La similitude est que ces trois partis ont eu, à un moment donné, l’ambition de créer en Italie un grand parti conservateur. Cet objectif n’a jamais vraiment été atteint en raison de la force historique des chrétiens-démocrates. Ces trois partis se distinguent par leur évolution historique. Forza Italia se positionne comme un parti libéral-conservateur pro-entreprise, bâti autour de la figure de Silvio Berlusconi. Lega, dit aussi Lega Nord, était à l’origine un parti régionaliste au service des milieux d’affaires du nord, plus prospère. Ils ont continué à se désigner explicitement comme antifascistes jusque dans les années 1990, notamment en raison de la résistance très forte des partisans antifascistes du nord pendant la Seconde Guerre mondiale. Le MSI néo-fasciste et l’Alleanza Nazionale « post-fascistes » (successeurs du MSI et précurseurs des Fratelli d’Italia) ont opté pour une image plus « sociale » et étaient moins axés sur les milieux d’affaires.

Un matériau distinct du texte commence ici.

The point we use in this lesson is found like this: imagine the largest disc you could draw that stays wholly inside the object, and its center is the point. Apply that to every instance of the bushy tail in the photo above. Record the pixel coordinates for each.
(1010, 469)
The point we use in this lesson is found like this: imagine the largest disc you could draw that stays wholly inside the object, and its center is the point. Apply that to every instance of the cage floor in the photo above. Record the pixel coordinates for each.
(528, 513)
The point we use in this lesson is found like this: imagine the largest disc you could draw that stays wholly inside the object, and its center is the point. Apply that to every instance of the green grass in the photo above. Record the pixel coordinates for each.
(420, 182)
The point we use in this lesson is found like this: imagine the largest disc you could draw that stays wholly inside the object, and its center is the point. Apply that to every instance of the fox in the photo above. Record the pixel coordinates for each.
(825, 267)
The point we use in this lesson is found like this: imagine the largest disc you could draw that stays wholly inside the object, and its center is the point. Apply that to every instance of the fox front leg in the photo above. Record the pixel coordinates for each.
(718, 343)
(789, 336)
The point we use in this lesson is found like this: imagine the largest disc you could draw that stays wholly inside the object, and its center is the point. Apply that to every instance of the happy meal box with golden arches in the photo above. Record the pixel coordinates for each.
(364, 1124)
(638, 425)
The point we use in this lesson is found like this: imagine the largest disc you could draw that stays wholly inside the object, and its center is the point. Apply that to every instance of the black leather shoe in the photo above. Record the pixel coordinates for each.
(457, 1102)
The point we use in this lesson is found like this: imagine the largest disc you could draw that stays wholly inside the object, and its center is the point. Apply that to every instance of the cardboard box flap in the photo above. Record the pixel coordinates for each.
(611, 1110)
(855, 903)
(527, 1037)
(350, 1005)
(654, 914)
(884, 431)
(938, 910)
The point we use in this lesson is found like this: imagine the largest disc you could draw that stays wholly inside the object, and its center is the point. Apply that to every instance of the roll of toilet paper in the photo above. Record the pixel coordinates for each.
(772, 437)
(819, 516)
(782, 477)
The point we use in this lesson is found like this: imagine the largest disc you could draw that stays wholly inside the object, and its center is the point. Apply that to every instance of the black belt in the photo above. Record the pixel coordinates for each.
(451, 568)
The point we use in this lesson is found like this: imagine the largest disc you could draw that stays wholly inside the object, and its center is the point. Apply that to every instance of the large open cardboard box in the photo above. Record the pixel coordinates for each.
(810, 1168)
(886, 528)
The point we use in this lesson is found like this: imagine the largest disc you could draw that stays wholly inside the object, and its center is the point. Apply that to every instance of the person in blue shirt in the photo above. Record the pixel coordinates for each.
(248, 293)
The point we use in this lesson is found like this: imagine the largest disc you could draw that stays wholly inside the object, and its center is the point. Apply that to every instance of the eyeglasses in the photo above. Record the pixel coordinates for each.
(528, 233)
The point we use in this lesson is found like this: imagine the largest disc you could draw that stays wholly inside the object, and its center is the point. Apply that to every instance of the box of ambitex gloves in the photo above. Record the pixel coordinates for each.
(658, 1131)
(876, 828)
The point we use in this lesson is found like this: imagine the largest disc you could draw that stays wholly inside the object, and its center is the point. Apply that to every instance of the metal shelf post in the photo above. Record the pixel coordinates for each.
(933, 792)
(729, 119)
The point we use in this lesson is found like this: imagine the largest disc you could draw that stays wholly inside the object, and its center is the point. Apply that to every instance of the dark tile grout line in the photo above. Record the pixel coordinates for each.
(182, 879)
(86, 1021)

Au fil du temps, cependant, les différences se sont atténuées. Ainsi, Giorgia Meloni n’est pas la seule à s’être employée à inscrire la «fierté nationale» à l’ordre du jour. Berlusconi et Salvini font de même. À présent, on se retrouve avec trois partis de tendance similaire qui tentent de se différencier les uns des autres pour des raisons purement opportunistes au cours des campagnes électorales, sans que ces «différences» ne dépassent un cycle électoral.
De fait, Forza Italia, Lega et Fratelli d’Italia (à l’instar de son prédécesseur Alleanza Nazionale) sont alliés depuis une trentaine d’années et font souvent front commun lors des élections. Bien que ce bloc de droite soit resté à peu près stable, avec environ 12 millions de voix, le poids des partis au sein de la coalition a changé. À Forza Italia, autrefois le plus grand, ont succédé très brièvement Lega et maintenant Fratelli d’Italia.
Aussi faut-il nuancer quelque peu la victoire électorale de Giorgia Meloni : plutôt que d’amener de nouveaux électeurs à la droite, elle a surtout grappillé des voix à Berlusconi et à Salvini . Fratelli a surtout su tirer parti de son appartenance à l’opposition ces deux dernières années, alors que Forza et Lega faisaient partie du «gouvernement d’unité nationale» du Premier ministre Mario Draghi.